I think in Joe’s head, it all looked more connected. And he probably thought: “Hey, guys, we’re here in the same boat. We need to move in one direction. This is our starting point. It is not ideal, but it can be fixed … “

But it turned out quite the opposite. Almost everyone in the studio decided: “Lord, this is a complete failure.”Marty O’Donnellformer composer bungie

Jason Jones, co-founder of Bungie, then decided that the script was no good, and offered to redo it from scratch, although there was only a year left before the release. Staten resisted, believing that this would entail the inevitable deadlines – which the studio could not allow at all, given the strained relations with Activision because of the transfer that had already happened. But the leadership supported Jones, and Staten left Bungie.

As a result, one of the main claims of the players to Destiny was precisely the absence of a sane story. ENT was revealed mainly through in-game recordings, most of which were written by an old team of scriptwriters. The players almost immediately noticed that the plot was made of patches – in Destiny there were not only some separate cues, but entire scenes and characters that had previously been shown in trailers and demos.

Trailer from E3 2013

Activision promised a bonus of $ 2.5 million if the average game score among critics was 90 or higher. Given the past releases of Bungie, many employees even believed in success – despite all the difficulties.

But the average score was 77 points out of 100 among journalists and 6.1 out of 10 among players. In addition to the plot, the content was also criticized, it was simply too little in the game, especially the endgame activities. However, this did not prevent Destiny from attracting a huge audience and a true fan base.

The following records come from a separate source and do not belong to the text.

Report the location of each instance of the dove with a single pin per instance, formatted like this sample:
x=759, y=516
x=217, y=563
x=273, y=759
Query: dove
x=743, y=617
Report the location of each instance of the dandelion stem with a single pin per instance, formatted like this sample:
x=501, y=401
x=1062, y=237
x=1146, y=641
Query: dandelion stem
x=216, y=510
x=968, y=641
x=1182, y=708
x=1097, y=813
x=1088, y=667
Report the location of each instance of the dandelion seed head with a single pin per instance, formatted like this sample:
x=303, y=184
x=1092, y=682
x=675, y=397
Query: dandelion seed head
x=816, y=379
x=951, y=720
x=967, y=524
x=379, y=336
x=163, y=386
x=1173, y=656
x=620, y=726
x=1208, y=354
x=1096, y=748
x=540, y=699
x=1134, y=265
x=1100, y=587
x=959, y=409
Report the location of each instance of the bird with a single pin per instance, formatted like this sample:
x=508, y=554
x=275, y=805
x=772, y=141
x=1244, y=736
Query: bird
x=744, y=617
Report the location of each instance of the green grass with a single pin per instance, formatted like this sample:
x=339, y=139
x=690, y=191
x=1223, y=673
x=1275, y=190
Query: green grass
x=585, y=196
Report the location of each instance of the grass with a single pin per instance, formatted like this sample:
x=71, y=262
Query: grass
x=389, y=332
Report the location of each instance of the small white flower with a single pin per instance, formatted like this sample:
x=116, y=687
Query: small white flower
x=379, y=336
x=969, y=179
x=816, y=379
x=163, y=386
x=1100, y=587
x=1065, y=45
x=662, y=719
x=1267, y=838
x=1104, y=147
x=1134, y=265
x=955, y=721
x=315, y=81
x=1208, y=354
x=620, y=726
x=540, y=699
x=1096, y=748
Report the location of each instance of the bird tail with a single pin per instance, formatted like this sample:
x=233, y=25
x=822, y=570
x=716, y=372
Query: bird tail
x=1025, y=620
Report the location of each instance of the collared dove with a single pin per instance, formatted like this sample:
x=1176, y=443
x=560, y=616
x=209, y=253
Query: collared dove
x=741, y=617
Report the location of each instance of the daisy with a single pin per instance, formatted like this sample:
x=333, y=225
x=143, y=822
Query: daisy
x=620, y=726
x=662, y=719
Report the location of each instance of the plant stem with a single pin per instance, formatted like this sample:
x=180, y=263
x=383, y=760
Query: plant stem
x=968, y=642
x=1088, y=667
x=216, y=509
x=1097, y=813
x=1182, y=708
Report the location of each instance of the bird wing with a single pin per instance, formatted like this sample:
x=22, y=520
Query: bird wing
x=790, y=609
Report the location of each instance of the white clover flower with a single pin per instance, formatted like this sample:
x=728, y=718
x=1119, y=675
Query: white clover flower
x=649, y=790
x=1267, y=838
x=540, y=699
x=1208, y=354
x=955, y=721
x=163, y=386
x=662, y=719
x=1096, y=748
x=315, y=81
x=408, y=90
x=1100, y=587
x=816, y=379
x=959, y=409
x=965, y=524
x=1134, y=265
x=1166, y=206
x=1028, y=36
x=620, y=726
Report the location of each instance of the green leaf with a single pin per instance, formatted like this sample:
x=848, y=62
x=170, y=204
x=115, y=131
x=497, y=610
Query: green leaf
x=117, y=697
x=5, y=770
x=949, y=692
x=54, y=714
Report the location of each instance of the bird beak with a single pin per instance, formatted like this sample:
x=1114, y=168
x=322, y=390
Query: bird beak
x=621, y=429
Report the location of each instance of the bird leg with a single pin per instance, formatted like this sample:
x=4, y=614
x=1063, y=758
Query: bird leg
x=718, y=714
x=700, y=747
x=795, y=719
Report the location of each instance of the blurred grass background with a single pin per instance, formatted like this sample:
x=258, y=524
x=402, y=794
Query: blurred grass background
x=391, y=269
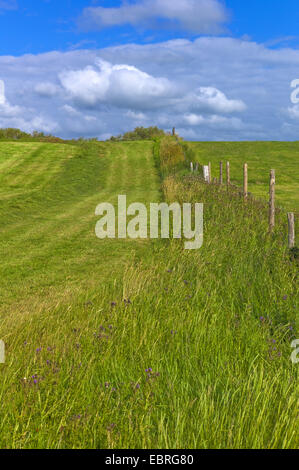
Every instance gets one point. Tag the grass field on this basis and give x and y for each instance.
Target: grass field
(261, 158)
(139, 344)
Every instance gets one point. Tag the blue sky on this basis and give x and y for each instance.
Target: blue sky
(217, 69)
(36, 26)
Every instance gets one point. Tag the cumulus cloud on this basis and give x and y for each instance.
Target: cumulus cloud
(119, 85)
(208, 88)
(126, 86)
(198, 16)
(13, 116)
(46, 89)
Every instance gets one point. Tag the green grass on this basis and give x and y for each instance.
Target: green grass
(218, 379)
(261, 158)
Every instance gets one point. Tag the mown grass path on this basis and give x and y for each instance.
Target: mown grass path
(48, 198)
(138, 344)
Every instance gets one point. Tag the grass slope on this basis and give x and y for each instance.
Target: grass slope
(130, 344)
(261, 158)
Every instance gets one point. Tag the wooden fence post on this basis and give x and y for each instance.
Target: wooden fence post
(221, 173)
(227, 174)
(245, 182)
(272, 201)
(291, 220)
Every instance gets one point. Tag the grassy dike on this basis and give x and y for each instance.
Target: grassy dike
(139, 344)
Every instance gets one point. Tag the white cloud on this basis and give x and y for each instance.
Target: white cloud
(212, 99)
(199, 16)
(46, 89)
(199, 86)
(119, 85)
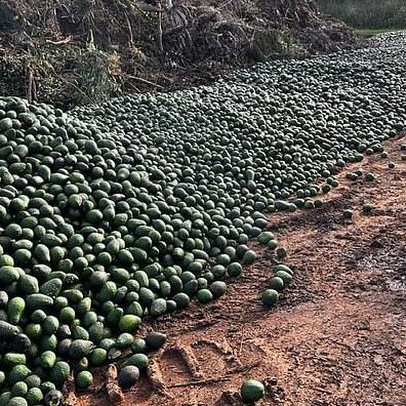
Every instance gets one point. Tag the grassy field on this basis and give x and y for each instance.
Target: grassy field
(371, 14)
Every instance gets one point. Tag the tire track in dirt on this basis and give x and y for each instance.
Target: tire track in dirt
(337, 337)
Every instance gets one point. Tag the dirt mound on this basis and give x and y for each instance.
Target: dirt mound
(79, 51)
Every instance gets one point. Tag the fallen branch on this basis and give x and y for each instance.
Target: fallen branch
(145, 81)
(201, 382)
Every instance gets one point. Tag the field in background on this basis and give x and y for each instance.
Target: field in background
(367, 13)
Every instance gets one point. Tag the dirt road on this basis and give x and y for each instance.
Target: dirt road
(337, 337)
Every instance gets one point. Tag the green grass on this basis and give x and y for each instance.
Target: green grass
(369, 32)
(371, 14)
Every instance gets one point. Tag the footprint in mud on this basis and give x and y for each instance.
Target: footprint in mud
(215, 359)
(178, 365)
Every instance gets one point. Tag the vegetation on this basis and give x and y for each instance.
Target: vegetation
(132, 208)
(83, 52)
(368, 14)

The situation with the content should be corrected additions. However, players did not leave the feeling that the first DLC called The Dark Below was cut out of the finished game – locations from it and other additions were found in Destiny a month after its release.

The fact that the developers, after the release of the DLC, blocked the access of the owner of the “vanilla” version to the part of the endgame – the Nightfall mode and the playlist of raids, added fuel to the fire . In the weekly trials included the content of The Dark Below, and access to them in some of the players simply blocked.

While the first two DLCs, The Dark Below and House of Wolves, the players met coolly, and The Taken King add-on finally hit the spot – Metacritic has 86 points out of 100. It finally has a convincing the script, which was written to write Clay Carmusha from the former team of writers.

But here the players found a catch. The location from the Dreadnought add-on as well as the raid boss could be seen back in the trailer of the original Destiny for 2013.

The Taken King was released in September 2015, and the contract obliged Bungie to release a full second part as early as next fall. Studio again persuaded Activision to allocate more time to it and shifted the release of the sequel for a year, offering another replacement for the first part – Rise of Iron.

The life of the sequel

The existence of Destiny 2 Bungie announced back in November 2014. But, according to Jason Schreier’s investigation , the development was “seriously restarted” for reasons unknown so far in the spring of 2016, so the sequel was made in less than a year and a half.

The game director was appointed Luke Smith (head of the development of the addition to the first Destiny, The Taken King – ) , who still holds this post. But before him in this position was someone else. He was fired, this man no longer works in Bungie.Jason schreierKotaku editor

Bungie planned to release DLC with the same frequency as the first part, but did not calculate the force. To compensate for the lack of revenue, the studio offered Activision to introduce the Eververse in-game store, which offered to purchase cosmetic items for micropayments, into the game. Despite the protests of players in Destiny 2, it still exists today.